Last Night I Sang to the Monster
Benjamin Alire Sáenz - 2009
He is bright and articulate. He's also an alcoholic and in rehab instead of high school, but he doesn't remember how he got there. He's not sure he wants to remember. Something bad must have happened. Something really, really bad. Remembering sucks and being alive - well, what's up with that? I have it in my head that when we're born, God writes things down on our hearts.
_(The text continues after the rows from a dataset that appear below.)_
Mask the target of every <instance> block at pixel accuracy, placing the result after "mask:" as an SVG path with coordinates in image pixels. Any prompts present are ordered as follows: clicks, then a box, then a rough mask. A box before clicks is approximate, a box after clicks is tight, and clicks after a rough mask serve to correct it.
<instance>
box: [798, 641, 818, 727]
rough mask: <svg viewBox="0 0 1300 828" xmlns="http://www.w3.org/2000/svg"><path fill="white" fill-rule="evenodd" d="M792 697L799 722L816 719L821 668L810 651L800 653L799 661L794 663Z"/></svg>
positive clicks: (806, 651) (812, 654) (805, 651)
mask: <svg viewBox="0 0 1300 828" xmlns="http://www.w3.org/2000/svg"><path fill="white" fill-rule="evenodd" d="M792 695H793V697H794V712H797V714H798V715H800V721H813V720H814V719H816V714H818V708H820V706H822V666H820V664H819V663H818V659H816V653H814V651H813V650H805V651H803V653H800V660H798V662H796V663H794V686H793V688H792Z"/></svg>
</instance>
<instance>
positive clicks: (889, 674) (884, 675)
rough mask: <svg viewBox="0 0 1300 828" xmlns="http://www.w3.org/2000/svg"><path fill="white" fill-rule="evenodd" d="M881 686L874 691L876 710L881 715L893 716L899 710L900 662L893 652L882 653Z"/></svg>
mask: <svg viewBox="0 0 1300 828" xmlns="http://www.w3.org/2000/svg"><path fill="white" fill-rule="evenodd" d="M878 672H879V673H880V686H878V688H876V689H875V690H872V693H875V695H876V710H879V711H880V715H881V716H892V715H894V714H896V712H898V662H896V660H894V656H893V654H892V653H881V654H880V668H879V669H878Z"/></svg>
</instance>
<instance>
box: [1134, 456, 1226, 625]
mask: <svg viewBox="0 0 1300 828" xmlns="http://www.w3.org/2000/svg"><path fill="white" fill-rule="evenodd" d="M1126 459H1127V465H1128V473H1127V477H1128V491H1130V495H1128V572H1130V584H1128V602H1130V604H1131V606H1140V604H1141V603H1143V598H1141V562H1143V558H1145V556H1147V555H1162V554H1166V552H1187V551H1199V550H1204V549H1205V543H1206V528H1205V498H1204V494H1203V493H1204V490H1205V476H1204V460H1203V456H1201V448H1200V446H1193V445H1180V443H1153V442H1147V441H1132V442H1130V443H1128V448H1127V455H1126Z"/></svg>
See, on some people's hearts he writes Happy and on some people's hearts he writes Sad and on some people's hearts he writes Crazy on some people's hearts he writes Genius and on some people's hearts he writes Angry and on some people's hearts he writes Winner and on some people's hearts he writes Loser. It's all like a game to him. Him. God. And it's all pretty much random. He takes out his pen and starts writing on our blank hearts. When it came to my turn, he wrote Sad. I don't like God very much. Apparently he doesn't like me very much either.